Une belle habitude sur cette paroisse de Cergy : être en permanence dans les cimetières le jour de la Toussaint et le 2 novembre. Des prêtres, des laïcs, sont là pour accueillir, accompagner les personnes, les familles qui le souhaitent, dans leur démarche près de leur défunt. J’y participe chaque année et découvre toujours plus la beauté de ce signe. Être là, discrètement, pour accueillir les familles qui viennent déposer une fleur, faire une pause, voire une prière près de leur défunt.

C’est tout d’abord dans un cadre magnifique, avec des tombes nettoyées (ou en train de l’être), décorées de fleurs de toutes les couleurs ! Il fait bon y poser les yeux, et même s’y promener. Et c’est ce que j’ai fait ce week-end de la Toussaint, rencontrant des personnes, connues, inconnues, devant une tombe. Discrètement, je m’approche, sans m’imposer, j’essaie d’entrer en dialogue ! Quelques flashs de ces rencontres :

–          C’est un vieux monsieur, assis sur une tombe. Je m’assieds à côté et lui demande : « Vous avez quelqu’un là ? » « Oui, me dit-il, c’est ma femme, et moi j’ai ma place à côté ». Et il me parle de sa famille, de tout ce qu’il avait vécu avec celle qui l’avait quitté, etc. Au bout d’un moment, je lui propose de prier pour sa femme, sa famille. « Ah non, me dit il, ce n’est pas nos habitudes ». Et il continue de me parler. Au bout d’un moment, je me lève pour partir et je lui dis : « Moi, je vais prier pour vous et votre femme » ; et lui : « Oh merci, ça me fait vraiment du bien » !

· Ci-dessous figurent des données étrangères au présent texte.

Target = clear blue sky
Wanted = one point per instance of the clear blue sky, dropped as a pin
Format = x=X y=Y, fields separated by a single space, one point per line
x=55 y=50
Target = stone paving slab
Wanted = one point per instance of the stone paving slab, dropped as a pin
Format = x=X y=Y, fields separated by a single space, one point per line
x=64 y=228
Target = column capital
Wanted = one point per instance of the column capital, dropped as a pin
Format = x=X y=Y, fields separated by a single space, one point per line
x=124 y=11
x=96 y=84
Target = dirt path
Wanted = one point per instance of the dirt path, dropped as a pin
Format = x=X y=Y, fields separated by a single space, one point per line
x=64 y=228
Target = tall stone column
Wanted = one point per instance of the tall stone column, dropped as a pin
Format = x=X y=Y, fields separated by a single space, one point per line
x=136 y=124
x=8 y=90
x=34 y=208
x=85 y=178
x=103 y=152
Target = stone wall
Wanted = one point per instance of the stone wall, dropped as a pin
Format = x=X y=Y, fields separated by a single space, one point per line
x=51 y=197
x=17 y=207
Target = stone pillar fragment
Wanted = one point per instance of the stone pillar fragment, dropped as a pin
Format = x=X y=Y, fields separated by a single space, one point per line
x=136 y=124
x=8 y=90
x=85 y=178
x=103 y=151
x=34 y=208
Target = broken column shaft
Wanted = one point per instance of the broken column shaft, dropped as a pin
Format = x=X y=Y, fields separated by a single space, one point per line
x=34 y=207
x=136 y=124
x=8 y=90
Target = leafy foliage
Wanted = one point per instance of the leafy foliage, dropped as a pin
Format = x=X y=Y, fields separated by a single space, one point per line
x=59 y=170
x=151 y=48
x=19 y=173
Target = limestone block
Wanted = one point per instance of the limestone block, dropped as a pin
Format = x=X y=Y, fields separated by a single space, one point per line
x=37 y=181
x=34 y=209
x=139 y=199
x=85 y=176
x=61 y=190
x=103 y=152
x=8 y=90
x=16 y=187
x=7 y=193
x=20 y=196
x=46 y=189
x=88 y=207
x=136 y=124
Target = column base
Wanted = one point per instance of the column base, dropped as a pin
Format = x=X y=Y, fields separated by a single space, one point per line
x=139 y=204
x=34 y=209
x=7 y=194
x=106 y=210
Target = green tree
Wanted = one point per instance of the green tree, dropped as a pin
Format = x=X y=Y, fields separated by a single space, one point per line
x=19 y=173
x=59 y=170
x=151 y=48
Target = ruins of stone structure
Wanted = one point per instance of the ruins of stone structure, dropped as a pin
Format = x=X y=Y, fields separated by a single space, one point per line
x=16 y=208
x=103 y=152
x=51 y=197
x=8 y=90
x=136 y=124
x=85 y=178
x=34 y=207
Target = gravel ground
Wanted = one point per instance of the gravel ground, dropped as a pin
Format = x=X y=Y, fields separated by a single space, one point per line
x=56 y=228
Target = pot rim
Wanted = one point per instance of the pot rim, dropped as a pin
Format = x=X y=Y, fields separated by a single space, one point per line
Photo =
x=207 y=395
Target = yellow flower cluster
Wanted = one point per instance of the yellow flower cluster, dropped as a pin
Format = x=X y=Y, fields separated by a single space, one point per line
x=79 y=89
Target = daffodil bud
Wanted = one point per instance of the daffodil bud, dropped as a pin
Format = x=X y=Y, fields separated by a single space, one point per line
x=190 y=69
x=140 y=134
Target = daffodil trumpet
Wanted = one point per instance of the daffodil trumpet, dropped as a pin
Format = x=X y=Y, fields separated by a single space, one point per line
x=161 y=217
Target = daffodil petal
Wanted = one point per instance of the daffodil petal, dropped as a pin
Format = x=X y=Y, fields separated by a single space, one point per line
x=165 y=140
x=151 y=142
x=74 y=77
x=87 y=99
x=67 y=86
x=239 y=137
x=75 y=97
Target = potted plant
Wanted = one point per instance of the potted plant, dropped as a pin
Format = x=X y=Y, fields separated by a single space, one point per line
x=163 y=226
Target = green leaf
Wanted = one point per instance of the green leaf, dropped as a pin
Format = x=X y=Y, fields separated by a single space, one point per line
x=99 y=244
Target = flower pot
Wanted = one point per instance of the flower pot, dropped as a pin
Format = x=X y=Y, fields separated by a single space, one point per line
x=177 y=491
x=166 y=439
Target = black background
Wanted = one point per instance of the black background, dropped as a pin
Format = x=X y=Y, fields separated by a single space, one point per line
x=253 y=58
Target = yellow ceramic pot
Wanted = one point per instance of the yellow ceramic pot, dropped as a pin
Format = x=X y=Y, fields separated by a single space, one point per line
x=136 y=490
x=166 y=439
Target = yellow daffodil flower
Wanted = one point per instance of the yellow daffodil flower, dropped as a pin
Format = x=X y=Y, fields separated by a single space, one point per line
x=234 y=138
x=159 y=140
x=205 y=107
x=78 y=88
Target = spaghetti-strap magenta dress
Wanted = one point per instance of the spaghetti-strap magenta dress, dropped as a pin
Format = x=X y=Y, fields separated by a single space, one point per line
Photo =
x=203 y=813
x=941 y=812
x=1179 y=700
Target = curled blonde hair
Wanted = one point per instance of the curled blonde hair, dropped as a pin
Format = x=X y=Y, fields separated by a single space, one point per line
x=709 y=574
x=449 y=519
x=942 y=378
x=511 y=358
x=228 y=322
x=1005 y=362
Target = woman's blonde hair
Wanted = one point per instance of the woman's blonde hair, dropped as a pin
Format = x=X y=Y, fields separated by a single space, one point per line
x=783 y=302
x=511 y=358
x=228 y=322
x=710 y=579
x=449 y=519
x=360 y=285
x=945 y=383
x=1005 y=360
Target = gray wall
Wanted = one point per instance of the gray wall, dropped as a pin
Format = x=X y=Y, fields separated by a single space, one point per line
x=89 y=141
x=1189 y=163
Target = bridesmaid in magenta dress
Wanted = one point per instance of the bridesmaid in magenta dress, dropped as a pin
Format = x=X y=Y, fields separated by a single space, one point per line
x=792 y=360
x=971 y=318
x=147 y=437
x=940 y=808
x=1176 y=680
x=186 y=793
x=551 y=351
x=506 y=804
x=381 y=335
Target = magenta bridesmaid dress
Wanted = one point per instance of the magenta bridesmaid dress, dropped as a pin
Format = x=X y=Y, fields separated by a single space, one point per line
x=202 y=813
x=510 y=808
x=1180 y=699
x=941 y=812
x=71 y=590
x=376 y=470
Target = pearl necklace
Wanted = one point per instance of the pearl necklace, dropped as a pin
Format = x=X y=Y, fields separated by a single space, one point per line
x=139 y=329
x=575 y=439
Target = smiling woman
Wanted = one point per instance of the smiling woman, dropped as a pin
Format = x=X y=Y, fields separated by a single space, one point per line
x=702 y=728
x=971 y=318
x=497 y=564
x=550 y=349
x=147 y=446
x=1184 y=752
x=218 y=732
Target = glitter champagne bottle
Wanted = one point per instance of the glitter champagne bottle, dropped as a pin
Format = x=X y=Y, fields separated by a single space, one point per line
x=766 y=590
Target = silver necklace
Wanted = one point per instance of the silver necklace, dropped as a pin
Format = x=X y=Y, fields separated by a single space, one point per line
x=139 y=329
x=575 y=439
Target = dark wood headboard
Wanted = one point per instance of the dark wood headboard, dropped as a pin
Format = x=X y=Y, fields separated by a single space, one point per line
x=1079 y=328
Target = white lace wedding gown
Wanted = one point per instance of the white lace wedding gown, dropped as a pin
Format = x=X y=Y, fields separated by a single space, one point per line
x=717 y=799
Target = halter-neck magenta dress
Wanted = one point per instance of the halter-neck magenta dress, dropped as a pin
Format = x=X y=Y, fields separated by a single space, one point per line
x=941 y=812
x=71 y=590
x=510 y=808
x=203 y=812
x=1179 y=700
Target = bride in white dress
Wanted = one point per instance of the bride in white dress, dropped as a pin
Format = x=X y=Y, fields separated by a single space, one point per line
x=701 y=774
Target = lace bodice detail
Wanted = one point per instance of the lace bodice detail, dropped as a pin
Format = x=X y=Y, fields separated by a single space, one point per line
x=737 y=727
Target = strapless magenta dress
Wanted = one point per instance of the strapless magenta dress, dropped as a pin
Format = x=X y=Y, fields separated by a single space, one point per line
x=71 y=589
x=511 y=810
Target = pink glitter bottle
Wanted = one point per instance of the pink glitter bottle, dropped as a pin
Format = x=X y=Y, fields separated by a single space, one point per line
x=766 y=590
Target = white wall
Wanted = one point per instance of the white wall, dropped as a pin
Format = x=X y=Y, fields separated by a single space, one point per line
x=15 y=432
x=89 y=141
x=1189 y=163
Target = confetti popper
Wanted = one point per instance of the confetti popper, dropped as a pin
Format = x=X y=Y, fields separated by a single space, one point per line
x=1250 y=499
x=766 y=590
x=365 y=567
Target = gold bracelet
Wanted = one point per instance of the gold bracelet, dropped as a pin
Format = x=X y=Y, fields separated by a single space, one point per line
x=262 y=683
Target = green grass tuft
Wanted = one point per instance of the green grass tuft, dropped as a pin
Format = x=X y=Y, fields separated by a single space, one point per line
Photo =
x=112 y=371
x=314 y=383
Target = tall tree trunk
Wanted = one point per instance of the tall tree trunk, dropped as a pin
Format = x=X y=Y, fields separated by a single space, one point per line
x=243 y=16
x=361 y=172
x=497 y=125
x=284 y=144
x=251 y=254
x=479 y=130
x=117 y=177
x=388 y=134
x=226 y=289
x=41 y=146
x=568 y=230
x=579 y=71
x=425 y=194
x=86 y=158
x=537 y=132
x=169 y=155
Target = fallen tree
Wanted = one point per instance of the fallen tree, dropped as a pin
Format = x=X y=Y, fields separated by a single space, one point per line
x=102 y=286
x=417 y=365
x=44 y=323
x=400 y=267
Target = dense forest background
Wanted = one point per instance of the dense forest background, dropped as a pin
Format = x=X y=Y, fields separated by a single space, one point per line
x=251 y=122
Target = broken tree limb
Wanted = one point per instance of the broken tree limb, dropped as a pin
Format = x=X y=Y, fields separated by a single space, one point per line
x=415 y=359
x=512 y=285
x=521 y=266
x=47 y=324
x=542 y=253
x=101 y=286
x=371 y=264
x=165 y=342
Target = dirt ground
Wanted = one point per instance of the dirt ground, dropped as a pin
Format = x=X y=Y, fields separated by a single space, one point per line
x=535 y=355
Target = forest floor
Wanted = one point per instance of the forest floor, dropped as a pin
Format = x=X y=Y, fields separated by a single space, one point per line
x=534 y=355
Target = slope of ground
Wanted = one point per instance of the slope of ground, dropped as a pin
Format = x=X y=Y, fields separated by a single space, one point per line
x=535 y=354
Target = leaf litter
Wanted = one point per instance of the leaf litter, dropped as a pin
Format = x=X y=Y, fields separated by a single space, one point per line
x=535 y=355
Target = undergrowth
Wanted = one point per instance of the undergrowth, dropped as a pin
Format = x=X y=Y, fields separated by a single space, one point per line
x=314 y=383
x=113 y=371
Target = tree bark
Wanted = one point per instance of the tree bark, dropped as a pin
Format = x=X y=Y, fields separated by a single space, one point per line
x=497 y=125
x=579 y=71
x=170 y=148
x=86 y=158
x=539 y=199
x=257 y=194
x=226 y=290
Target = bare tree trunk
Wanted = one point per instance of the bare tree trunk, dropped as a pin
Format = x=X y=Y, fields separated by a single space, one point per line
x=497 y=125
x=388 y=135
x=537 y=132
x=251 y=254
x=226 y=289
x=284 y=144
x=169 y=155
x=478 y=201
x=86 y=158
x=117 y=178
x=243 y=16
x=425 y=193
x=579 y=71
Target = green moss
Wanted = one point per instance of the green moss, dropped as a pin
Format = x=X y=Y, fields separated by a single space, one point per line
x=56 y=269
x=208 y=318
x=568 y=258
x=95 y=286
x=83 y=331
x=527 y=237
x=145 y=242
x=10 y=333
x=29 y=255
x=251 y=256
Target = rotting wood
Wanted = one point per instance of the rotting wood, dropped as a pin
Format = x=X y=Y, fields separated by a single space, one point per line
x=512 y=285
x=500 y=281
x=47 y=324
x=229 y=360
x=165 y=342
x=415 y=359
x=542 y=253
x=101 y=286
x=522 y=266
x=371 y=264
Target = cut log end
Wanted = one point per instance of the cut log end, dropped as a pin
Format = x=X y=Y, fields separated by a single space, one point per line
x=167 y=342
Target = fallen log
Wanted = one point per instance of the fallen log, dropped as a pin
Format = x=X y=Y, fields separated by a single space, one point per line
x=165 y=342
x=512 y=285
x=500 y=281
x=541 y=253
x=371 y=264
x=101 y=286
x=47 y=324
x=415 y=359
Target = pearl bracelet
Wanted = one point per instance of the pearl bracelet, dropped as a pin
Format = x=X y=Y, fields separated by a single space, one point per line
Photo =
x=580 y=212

–          C’est un couple âgé près d’une tombe entièrement recouverte de fleurs, on ne voit rien d’autre. Je m’approche et m’émerveille devant la beauté de toutes ces fleurs. La femme me dit : « C’est pour ma petite fille, elle avait 15 ans ». Et je la vois déposer son téléphone au milieu des fleurs ! Je ne dis rien et j’entends le chant du Je vous salue Marie, plusieurs fois, puis Les anges dans nos campagnes, puis une autre chanson que je ne connaissais pas ! « Oui, c’était les chansons que ma petite-fille aimait bien. Je viens ici pour qu’elle les écoute. » Je les remercie de m’avoir laissé participer à leur prière, et eux de me remercier aussi d’être là.

–          … Je pourrai continuer encore !…

D’autres personnes ont été accueillies par un prêtre, et ils vont sur la tombe pour la bénir ; d’autres encore par des laïcs présents et préparés à ces rencontres… Ce sont des temps d’échanges, de prières.

C’est une belle mission que d’être là, à la rencontre de ceux qui, à ce moment, viennent le cœur lourd, pensant à leur cher disparu. Être là, près d’eux, avec affection, compassion, et si on le peut leur proposer la prière de l’Église.

Pour moi, Auxiliatrice, c’est aussi vivre du charisme de Marie de la Providence, notre fondatrice, qui, depuis son enfance, était attirée par la prière pour les défunts. C’est cette communion entre les vivants et les morts qui habite mon cœur et me rend sensible à la souffrance des autres.